Bayhan, yargı sopasının en önemli örneklerinden birinin belediyelere atanan kayyımlar olduğunu, yargıçların buna dair herhangi bir itiraz uygulamadığını ve İçişleri Bakanlığı eliyle bu politikanın sürdürüldüğünü vurguladı.
“Yeni açıklanan OVP ve 24 Ocak kararlarıyla aynı karakteri taşıyor”
Bayhan, birkaç gün önce açıklanan Orta Vadeli Program’ın (2026–2028 OVP), 24 Ocak kararlarıyla aynı karakteri taşıdığını söyleyerek şunları sıraladı:
- Ucuz emek ve yoğun sömürü,
- Mutlak yoksulluk,
- Ülkenin kaynaklarının tekellere peşkeş çekilmesi.
Bunları, “Genel eylem ve direnişle tek adam düzenini yıkmalıyız. Birleşik mücadele ile faşist inşayı durdurabiliriz” dedi.
Bayhan, konuşmasını şu sözlerle tamamladı:
“Saray iktidarı 12 Eylül’ün faşist zihniyetini bugün yeniden inşa etmektedir. Grev yasaklarıyla, kayyım politikalarıyla, cezaevlerindeki adaletsizliklerle bu düzeni sürdürmektedir. Buna geçit vermemeliyiz, vermeyeceğiz. Türkiye’nin dört bir yanında süren ekmek, iş, hak ve özgürlük mücadeleleri birleşip güçlendiğinde bu felaketi durdurabilecek tek seçenektir.

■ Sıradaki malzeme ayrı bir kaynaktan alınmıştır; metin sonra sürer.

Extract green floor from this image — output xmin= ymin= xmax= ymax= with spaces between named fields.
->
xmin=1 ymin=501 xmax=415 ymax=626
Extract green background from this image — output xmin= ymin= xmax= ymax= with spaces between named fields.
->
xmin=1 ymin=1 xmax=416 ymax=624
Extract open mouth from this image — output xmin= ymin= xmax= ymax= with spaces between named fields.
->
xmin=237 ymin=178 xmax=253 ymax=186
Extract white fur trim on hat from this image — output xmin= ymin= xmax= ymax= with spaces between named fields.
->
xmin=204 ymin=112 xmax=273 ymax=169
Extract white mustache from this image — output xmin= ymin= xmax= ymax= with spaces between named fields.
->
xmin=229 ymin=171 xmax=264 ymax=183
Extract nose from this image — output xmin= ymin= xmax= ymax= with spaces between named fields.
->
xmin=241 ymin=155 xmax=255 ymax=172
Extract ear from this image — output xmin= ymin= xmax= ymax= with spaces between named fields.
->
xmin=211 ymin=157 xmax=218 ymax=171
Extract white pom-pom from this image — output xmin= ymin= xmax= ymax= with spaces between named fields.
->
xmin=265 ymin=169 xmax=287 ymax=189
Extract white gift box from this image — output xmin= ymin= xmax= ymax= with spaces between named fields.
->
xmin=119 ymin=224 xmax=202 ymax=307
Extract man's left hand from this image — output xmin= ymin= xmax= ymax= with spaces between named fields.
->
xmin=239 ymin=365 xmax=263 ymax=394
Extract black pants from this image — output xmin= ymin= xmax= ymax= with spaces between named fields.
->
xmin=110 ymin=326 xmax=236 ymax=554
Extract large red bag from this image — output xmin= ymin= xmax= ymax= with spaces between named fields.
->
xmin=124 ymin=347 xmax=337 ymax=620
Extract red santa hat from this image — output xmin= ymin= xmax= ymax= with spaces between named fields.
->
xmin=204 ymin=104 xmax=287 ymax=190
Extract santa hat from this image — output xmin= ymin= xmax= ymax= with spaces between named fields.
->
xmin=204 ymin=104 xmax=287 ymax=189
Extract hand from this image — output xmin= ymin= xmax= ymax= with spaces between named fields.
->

Bu nedenle Emek Partisi olarak diyoruz ki; bu mücadeleler bir genel eylem, genel direniş çizgisinde buluşmalı, bu faşist rejim inşasına dur demeli, bu saray iktidarının tek adam düzenini yıkmalıyız. Ve gerçekten Türkiye’de halkın egemen olduğu ve halkın seçtiği temsilcilerin egemen olduğu bir yasama ve yürütme mekanizması içerisinde, tek yetkili olan bir Ulusal Meclis içinde ve bağımsız demokratik bir yargı sistemi ile ülkemizi bu felaketten kurtarmalıyız.”